# How do you pay/receive your commission money?



## Naosrain (May 8, 2015)

I only know how to use paypal, but apparently not all people use it. A lot of people I see don't even have accounts there, so I was wondering what you guys use to get money for your commissions? Is it Paypal or some other site? What is the most convenient for you? Thanks for reading hope you answer ^^


----------



## Zenia (May 8, 2015)

I use PayPal. It is the most convenient for me.
However, if a fellow Canadian wanted to use Interac online, I'd do that too... it would cost them $1.50, but they can send money directly to my bank account that way. (It is how my sister/roommate gives me her half of the rent/utilities.)


----------



## FireFeathers (May 13, 2015)

Small unmarked bills in denominations less than 10 dollars, put into a big sack with a dollar sign on it. 

Paypal.


----------



## RailRide (May 14, 2015)

On a couple of occasions, I've been paid at conventions for take-home digital commissions.

A couple of clients pay me via Western Union. On my end, there's a WU agent within walking distance (as in, I can see it from the end of my block), but the payment can be sent online. Sender provides the recipient's name and address + sender's name and city/state, and receive a transfer number which is relayed to the recipient (me), which I provide to the agent with an ID + sender's name and city/state and the transfer number on a form. Upon payment I release a download link to the commissioner, since my policy is to let them see it in all its glory before anyone else. The time between sending the transfer number and receiving the link can be as little as 10-15 minutes if I'm at home.

(inb4 "why don't you use PayPal--everyone else does?")

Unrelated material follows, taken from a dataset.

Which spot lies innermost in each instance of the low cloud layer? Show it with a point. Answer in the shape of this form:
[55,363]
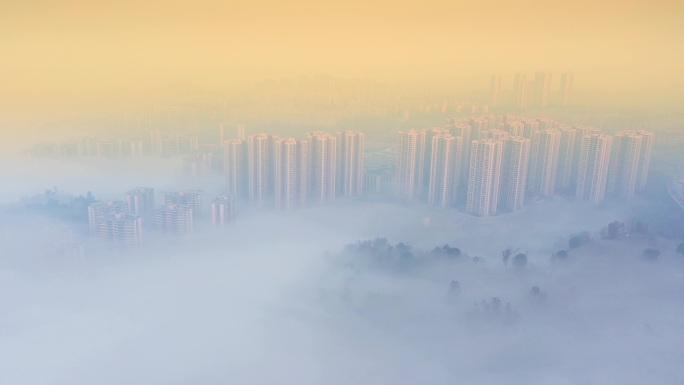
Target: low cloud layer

I have used Paypal a number of times as a guest--it's the sole payment processor of certain online stores and some conventions. I haven't set up an account with them because I've heard too many horror stories to let them have access to the bank account where important keep-the-roof-over-my-head stuff goes on. I haven't been motivated to set up a separate checking account to link to a PP account (a security measure practiced by some) since I don't actually _need_ to do commissions to make ends meet--it's mostly for the challenge of drawing characters and ideas not of my own creation.

---PCJ


----------



## Sylox (May 14, 2015)

First name Pay, last name Pal.


----------



## Maugryph (May 14, 2015)

only PayPal at the moment. Anyone, even those without a PayPal account can pay a paypal invoice


----------



## Spiderdragon (May 17, 2015)

I use Paypal quite a bit, and recently have begun to use E-Transfers as well. In person as well because I have a local client base.


----------



## Lhune (May 17, 2015)

PayPal or wire transfer, but PayPal is preferred.


----------



## Naosrain (May 22, 2015)

ah So paypal is the best then. Glad I am using it XD


----------



## Taralack (May 22, 2015)

Paypal. I kind of have to, living in Australia. I have taken the occasional bank transfer from Aussie clients though.


----------